Crash course in freelancing please
January 31, 2013 5:13 PM Subscribe
Some freelance programming/design work (javascript data visualization) is about to drop into my lap through a friend who has heard me talking about how much I enjoy this stuff. I'm a student and have never done this professionally, but would love to in the future. Help me not look like a rookie and make this go smoothly and professionally.
Doing the work is not a problem. I have a ballpark idea of what their budget is and how long it will take me and I think we will be able to agree on the rate. I'm more thinking about the sort of typical practices that freelancers would do. Such as:
Contracts? Is there a good resource for boilerplate?
Payment? How do freelancers get paid? Paypal? Mailed cheques? What's a good invoice look like?

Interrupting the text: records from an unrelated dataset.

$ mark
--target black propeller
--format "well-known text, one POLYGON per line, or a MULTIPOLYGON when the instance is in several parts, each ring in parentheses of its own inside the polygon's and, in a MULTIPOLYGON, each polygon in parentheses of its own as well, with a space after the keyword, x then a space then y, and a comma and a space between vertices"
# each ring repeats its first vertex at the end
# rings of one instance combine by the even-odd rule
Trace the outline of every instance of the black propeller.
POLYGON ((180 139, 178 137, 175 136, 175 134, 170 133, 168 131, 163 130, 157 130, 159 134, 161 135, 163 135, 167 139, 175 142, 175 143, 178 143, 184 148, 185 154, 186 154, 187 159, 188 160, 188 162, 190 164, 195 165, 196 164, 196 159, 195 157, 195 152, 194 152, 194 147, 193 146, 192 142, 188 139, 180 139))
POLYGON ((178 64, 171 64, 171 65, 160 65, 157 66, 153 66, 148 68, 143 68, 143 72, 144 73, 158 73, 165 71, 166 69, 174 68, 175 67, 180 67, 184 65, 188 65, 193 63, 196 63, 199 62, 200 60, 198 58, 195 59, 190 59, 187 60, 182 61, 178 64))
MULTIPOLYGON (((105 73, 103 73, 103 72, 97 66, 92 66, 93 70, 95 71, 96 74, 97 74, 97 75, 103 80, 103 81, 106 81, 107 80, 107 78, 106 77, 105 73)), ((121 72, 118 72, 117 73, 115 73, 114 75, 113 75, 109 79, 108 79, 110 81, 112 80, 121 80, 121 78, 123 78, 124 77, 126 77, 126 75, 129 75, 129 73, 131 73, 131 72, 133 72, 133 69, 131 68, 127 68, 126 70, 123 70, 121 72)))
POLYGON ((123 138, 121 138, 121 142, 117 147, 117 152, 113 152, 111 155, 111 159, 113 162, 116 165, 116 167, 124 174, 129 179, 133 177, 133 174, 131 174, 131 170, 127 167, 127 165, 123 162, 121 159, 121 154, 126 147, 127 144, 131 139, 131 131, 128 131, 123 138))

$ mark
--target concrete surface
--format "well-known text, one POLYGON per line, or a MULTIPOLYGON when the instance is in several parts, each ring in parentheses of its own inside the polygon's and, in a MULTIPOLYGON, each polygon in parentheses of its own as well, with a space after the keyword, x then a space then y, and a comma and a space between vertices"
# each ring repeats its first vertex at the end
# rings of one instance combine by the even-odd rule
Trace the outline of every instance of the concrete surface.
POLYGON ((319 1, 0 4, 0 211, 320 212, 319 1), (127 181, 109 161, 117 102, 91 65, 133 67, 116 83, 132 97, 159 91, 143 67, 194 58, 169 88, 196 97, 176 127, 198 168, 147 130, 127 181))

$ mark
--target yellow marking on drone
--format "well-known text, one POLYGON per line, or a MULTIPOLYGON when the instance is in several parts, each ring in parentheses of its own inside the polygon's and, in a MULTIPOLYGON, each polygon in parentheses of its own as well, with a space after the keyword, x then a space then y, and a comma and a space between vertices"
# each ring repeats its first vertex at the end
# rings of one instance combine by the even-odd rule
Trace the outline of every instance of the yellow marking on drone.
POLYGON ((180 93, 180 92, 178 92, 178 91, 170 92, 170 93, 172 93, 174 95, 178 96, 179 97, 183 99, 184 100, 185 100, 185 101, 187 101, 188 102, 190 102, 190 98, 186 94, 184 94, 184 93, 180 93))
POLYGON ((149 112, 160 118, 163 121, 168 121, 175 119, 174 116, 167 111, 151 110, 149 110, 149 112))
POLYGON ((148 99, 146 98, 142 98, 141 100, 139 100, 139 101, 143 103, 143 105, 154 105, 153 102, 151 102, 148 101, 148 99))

Taxes? Do I need to worry about this now and factor it into my rate, or just worry about it when I file my tax return? I'm in Canada.
Work-in-progress? It will have to live on the web, so I am going to throw up a website so I can show the client work as we go. Maybe have a password-protected section so they know the work is not published. Is there a good framework for this kind of thing? Also, anyone know a good web host ($5/month?) for basic PHP/Python/MySQL type projects?
Ownership/licensing/credit/portfolio? I assume once I produce the stuff they want and we've worked out delivery and deployment, I just give them all the code and they can do what they like with it. Is that standard practice? Do I ask for an authorship credit or anything like that? If I want to host a copy as part of a portfolio is it okay to ask for that, and does this affect the rate I would charge?
What else am I forgetting? I figured I would eventually research all of this but my schedule has been suddenly accelerated and I need to be up and running really soon.
posted by PercussivePaul to work & money (10 answers total) 17 users marked this as a favorite
Payment: I use Fresh Books to send invoices to people and to hassle them into paying me when they are late.